É muito perigoso quando se ouve alguns jovens falando assim. Isto mostra que eles não vêem nada realmente perigoso nesta situação e que subestimam o valor da liberdade, da democracia e das instituições. Isso mostra que eles não percebem que a ditadura está começando pouco a pouco. Pode começar com um simples discurso.
Nosso papel como partido político não é apenas apoiar o povo, incluindo nossos jovens, mas advertir contra o futuro e o que o futuro pode trazer.
Os membros da maioria dos partidos políticos parecem estar em silêncio desde 25 de julho. Como você explica este silêncio, ou falta de reação, por parte dos oficiais eleitos tunisinos, que estão fora do jogo, proibidos de viajar e marginalizados pelo Kais Said no momento?
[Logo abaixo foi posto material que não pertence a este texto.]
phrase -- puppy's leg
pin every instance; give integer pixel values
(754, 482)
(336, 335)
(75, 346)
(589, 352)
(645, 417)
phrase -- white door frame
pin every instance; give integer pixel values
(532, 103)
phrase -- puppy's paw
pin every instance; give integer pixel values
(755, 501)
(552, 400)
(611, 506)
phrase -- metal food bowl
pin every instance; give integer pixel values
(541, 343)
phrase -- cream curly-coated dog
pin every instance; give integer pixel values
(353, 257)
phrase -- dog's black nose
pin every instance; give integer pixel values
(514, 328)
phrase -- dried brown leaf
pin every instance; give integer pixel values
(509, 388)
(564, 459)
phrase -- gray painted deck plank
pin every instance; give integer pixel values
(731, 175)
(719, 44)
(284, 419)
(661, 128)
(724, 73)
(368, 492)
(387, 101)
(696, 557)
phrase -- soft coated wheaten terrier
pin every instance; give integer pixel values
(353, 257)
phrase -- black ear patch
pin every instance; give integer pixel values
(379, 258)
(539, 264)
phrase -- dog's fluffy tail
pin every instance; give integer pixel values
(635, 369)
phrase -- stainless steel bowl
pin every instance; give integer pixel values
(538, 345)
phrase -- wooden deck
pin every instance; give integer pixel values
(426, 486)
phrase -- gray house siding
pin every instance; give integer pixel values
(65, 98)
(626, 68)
Existem deputados corruptos. Há também deputados assustados, nem todos são corruptos. Outros parlamentares e políticos provavelmente estão “ansiosos” por esta situação e podem, por oportunismo, buscar ou esperar posições da Kais Said.
Dentro do Partido dos Trabalhadores, estávamos contra Bourguiba no auge de seu poder. Nós estávamos contra Ben Ali quando ele era forte. Não tínhamos medo de ser presos, aprisionados e torturados. Não tivemos medo de contar às pessoas a realidade naquela época, e não teremos medo de ser presos por Said ou qualquer outro partido político ou pessoa poderosa agora.